Our wooing doth not end like an old play.
Jack hath not Jill. These ladies’ courtesy
Might well have made our sport a comedy.

Come, sir, it wants a twelvemonth and a day,
And then ’twill end.

That’s too long for a play.

The play ends on this rather depressing note – the consequences of the King of France’s death cannot be avoided. I will say that despite scoffing at the plot initially, I was a bit sad that the play didn’t end on a cliche note. I wanted everybody to get married! Especially Berowne and Rosaline – those two were very clearly made for one another.
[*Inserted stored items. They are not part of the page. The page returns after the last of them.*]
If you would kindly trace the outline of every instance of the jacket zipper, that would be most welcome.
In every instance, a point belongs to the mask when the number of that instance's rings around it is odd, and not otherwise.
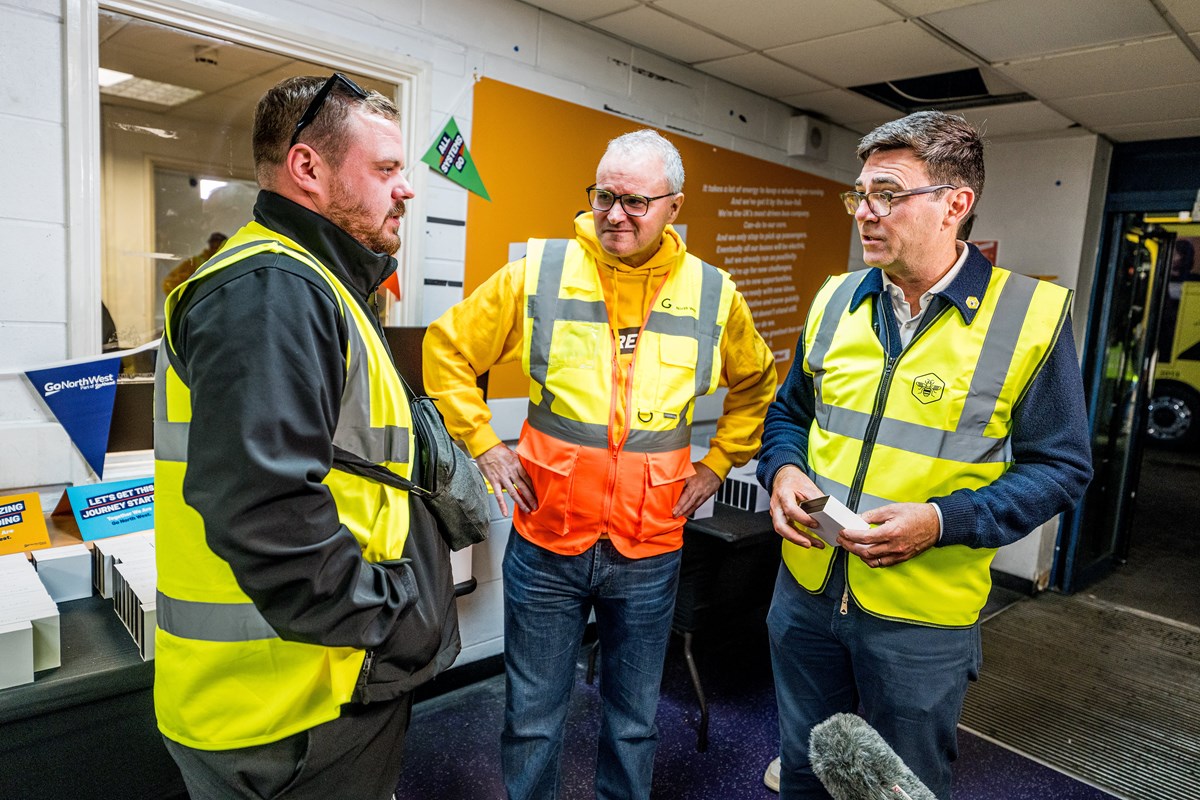
[[[889,312],[881,311],[880,313]],[[850,492],[846,497],[846,505],[855,511],[858,510],[858,501],[862,499],[863,484],[865,484],[867,481],[867,466],[871,462],[871,451],[875,449],[875,437],[879,434],[879,426],[883,422],[883,407],[887,403],[888,392],[892,387],[892,378],[895,377],[896,364],[900,361],[904,353],[907,352],[908,348],[912,347],[913,342],[924,335],[925,331],[932,328],[933,324],[937,322],[938,318],[945,313],[946,307],[942,307],[942,309],[938,311],[937,317],[931,319],[927,325],[922,325],[921,329],[917,331],[916,335],[913,336],[908,345],[902,348],[900,353],[895,356],[891,355],[892,329],[886,324],[882,326],[883,339],[881,340],[881,343],[883,344],[884,352],[887,354],[885,356],[886,360],[883,365],[883,378],[879,381],[879,388],[875,392],[875,404],[871,407],[871,419],[867,422],[867,431],[863,436],[862,451],[858,456],[858,468],[854,472],[854,481],[850,484]],[[850,607],[850,569],[848,563],[850,557],[849,555],[846,555],[845,558],[847,561],[847,568],[845,570],[846,578],[842,585],[842,603],[838,608],[838,612],[843,616],[848,612]]]
[[[854,480],[851,482],[850,492],[846,496],[846,505],[856,512],[858,511],[858,502],[862,499],[863,484],[867,480],[867,467],[871,462],[871,452],[875,449],[875,437],[879,434],[879,426],[883,422],[883,408],[887,404],[888,392],[892,388],[896,364],[900,362],[913,343],[921,338],[925,331],[932,328],[934,323],[945,313],[946,307],[943,306],[937,316],[931,319],[929,324],[922,325],[908,345],[895,356],[891,355],[891,328],[887,325],[883,326],[882,344],[884,352],[887,353],[883,365],[883,378],[879,381],[879,388],[875,391],[875,404],[871,407],[871,419],[867,422],[867,431],[863,436],[862,451],[858,456],[858,468],[854,472]]]
[[[363,705],[371,702],[367,697],[367,681],[371,677],[371,667],[375,666],[375,651],[368,650],[363,657],[362,669],[358,672],[358,685],[354,687],[358,701]]]

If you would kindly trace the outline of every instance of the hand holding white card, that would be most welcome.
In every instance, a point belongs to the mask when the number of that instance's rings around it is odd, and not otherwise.
[[[865,531],[871,527],[862,517],[846,508],[842,501],[829,495],[804,500],[800,508],[817,521],[819,527],[811,529],[812,532],[834,547],[838,546],[837,537],[843,529]]]

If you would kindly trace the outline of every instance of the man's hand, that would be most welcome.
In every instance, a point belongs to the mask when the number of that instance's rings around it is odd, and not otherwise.
[[[533,492],[533,481],[521,466],[521,459],[506,444],[498,444],[475,457],[479,471],[492,485],[500,513],[508,516],[508,504],[504,493],[512,495],[513,502],[525,513],[537,510],[537,495]]]
[[[930,503],[893,503],[863,512],[878,524],[869,531],[842,531],[838,543],[868,567],[890,567],[908,561],[937,544],[938,513]]]
[[[802,500],[820,497],[824,492],[817,488],[799,467],[780,467],[775,473],[771,484],[771,524],[775,532],[789,542],[801,547],[815,547],[818,550],[825,547],[825,542],[815,533],[806,533],[793,522],[799,522],[809,528],[816,528],[817,521],[800,509]]]
[[[717,477],[717,473],[699,461],[693,462],[692,466],[695,467],[696,474],[683,479],[683,493],[671,509],[671,514],[676,517],[691,514],[721,487],[721,479]]]

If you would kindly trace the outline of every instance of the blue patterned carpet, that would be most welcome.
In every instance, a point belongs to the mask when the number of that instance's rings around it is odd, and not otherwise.
[[[779,746],[765,631],[735,640],[697,636],[695,656],[708,694],[709,747],[696,751],[699,706],[681,640],[667,655],[658,724],[654,800],[771,800],[763,771]],[[595,797],[599,694],[579,681],[564,745],[562,800]],[[494,676],[417,704],[397,800],[500,800],[499,737],[504,679]],[[954,800],[1110,800],[1082,784],[965,731],[959,732]]]

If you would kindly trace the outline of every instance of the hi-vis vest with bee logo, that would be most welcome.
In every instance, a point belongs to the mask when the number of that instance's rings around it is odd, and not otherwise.
[[[602,533],[633,558],[682,545],[683,520],[671,509],[695,472],[693,407],[720,380],[733,292],[727,273],[685,255],[654,296],[618,398],[622,367],[596,262],[572,239],[529,241],[521,356],[529,416],[517,452],[538,508],[516,512],[523,536],[564,555]]]
[[[889,367],[872,326],[876,299],[849,310],[867,274],[826,281],[805,325],[804,370],[816,394],[810,477],[860,512],[994,482],[1012,465],[1013,410],[1057,341],[1070,291],[993,267],[970,325],[943,308]],[[784,562],[810,592],[824,587],[835,552],[783,544]],[[969,626],[987,600],[995,552],[935,546],[883,569],[848,558],[846,579],[877,616]]]
[[[171,363],[172,314],[185,287],[263,252],[311,267],[333,290],[346,320],[346,385],[333,443],[411,477],[414,443],[403,383],[366,312],[311,254],[252,222],[171,292],[154,392],[154,699],[163,734],[201,750],[278,741],[336,719],[364,671],[363,650],[281,639],[242,592],[228,562],[209,549],[204,520],[183,497],[192,401]],[[407,492],[336,469],[322,482],[366,560],[401,557],[409,532]]]

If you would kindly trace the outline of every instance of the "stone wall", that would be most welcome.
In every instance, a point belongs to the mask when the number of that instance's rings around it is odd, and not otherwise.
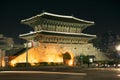
[[[61,49],[62,53],[70,52],[74,56],[80,55],[94,55],[95,60],[107,60],[108,58],[99,49],[95,48],[93,44],[55,44],[55,43],[41,43],[40,45],[57,46],[56,48]]]

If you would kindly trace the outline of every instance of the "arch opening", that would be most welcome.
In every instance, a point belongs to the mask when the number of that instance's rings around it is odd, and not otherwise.
[[[68,66],[74,65],[73,55],[70,52],[63,53],[63,63]]]

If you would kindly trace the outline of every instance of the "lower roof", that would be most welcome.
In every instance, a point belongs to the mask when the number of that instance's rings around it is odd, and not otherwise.
[[[84,33],[69,33],[69,32],[57,32],[57,31],[47,31],[47,30],[40,30],[40,31],[26,33],[26,34],[20,34],[19,37],[26,37],[26,36],[34,35],[36,33],[96,38],[96,35],[90,35],[90,34],[84,34]]]

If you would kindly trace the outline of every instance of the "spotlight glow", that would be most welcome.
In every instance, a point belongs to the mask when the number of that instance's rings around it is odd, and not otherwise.
[[[69,66],[73,66],[74,56],[70,50],[63,50],[58,45],[44,45],[38,47],[32,47],[28,50],[28,62],[31,66],[35,66],[36,63],[40,62],[54,62],[54,63],[63,63],[63,54],[68,52],[71,56],[70,60],[66,60],[66,64]],[[10,61],[11,66],[15,66],[16,63],[26,63],[26,52],[17,56],[13,60]]]
[[[117,45],[117,46],[116,46],[116,50],[117,50],[117,51],[120,51],[120,45]]]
It goes without saying that something was going on with Shakespeare. Love’s Labor’s Lost was intended to be a typical Shakespearean comedy. Unsurprisingly, it was initially titled Love’s Labor’s Won – and it ended with a series of happy weddings. A handful of scholars believe that Shakespeare underwent a personal change – one that resulted in him changing the ending and title of his play. And we can blame this change on Sonnet 130’s Dark Lady. Who was she? Why did she inspire Shakespeare to change the ending of this play? What was it about her that forced Shakespeare to undergo something of an awakening? We just don’t know – and yes, I know, that’s frustrating, but that’s the way it is. I will say, though, that if Berowne is Shakespeare, perhaps Rosaline was based off of this Dark Lady. And if she was, well, I love her already.

To round off this whimsical and strangely sad journey, I watched Kenneth Branagh’s 2000 adaptation of Love’s Labor’s Lost. The film was set in the 1930s, and was essentially a musical. I’m something of a Shakespeare purist – I love seeing plays and films littered with the correct costumes and backdrops. So I was surprised to find myself laughing while watching this movie – it wasn’t fantastic, but it wasn’t too terrible. I think I’m too much in love with this play right now to hate anything based off of it. But I’d definitely jump at the opportunity to see it live one day.

Richard II is my next play for this month. Fortunately, Love’s Labor’s Lost has helped me overcome my reader’s block, and I’m excited to keep moving forward. I’ll see you next time, and we’ll sit upon the ground and tell sad stories of the death of kings…

11:45PM on a Saturday night edit: where is my romantic comedy continuation of Love’s Labor’s Lost? Is somebody writing it? If not, can somebody please get started?